1話 自己紹介はコミュニケーション能力を上げる最初のステップ

「うっ・・・・・・ぐぅ・・・・・・」

 

これはまずい。非常にまずい事態である。右隣にいる助けを求めようにも、自分ほどではないにしても、好奇の視線にやられているようである。『好奇心は猫を殺す』というイギリスの諺があるが意味は違うにしても人を殺しそうな勢いでこっちを見てきている。あっ・・・・・・今、フラッとした。胃も痛い。さっきから『ゴキュキュキュ!』や、『バキボキベキボカッ!』などという胃が出してはいけないような音を出している。胃薬はどこに仕舞ったっけ?

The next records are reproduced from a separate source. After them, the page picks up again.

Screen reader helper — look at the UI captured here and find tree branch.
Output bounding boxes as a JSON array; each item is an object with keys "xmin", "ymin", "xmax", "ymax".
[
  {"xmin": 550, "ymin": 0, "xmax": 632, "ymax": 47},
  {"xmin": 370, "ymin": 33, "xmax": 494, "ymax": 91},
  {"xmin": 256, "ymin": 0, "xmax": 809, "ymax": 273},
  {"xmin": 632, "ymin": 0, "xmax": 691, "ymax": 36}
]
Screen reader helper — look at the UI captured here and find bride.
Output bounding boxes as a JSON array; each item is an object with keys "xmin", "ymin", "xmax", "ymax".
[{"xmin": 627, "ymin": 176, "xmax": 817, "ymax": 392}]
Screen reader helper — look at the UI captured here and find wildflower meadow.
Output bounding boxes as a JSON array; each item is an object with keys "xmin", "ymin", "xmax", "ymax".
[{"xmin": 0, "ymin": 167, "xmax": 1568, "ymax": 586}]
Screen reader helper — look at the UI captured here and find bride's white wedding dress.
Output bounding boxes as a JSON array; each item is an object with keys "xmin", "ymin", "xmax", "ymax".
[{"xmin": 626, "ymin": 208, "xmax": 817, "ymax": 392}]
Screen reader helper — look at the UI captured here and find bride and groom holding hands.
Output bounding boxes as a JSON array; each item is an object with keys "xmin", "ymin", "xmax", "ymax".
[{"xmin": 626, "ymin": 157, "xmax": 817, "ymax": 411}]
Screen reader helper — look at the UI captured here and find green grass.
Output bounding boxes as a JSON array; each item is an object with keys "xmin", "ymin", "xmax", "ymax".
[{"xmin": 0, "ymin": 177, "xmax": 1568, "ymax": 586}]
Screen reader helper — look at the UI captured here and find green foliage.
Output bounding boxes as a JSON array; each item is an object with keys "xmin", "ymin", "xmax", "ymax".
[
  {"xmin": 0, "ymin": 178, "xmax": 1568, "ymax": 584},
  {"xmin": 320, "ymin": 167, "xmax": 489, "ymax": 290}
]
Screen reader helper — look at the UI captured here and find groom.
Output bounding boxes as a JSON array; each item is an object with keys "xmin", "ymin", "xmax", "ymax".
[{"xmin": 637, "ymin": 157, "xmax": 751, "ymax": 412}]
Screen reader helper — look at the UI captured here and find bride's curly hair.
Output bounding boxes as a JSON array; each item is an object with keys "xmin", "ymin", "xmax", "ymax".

そんなことを考えながらカバンの中を探すが焦っているのかなかなか見つからない。すると、先ほど助けを求めた一夏から要請を受理され声をかけられる。

 

「おい、大丈夫か?」

 

「だい、じょう・・・・・・ぶ。問題、ない。しんぱ・・・・・・しない、で」

 

「お、おう・・・・・・いや、どう見ても大丈夫じゃないだろ。胃薬か?」

 

「うん・・・・・・あっ、あった」

 

どんっ、と机の上に置かれたかなりの数の白く、割と大きめな球状の粒が入ったビンをとりだす。ビンの蓋を開け十数個を取り出し、口に放り込み水で流し込む。即効性はないが、それでも効き目は抜群で隣の一夏は慣れた様子でその光景を見ているが、他の人からの視線は好奇か不審げなものに変わる。しかも、今の行動のせいで視線は自分に集まっている。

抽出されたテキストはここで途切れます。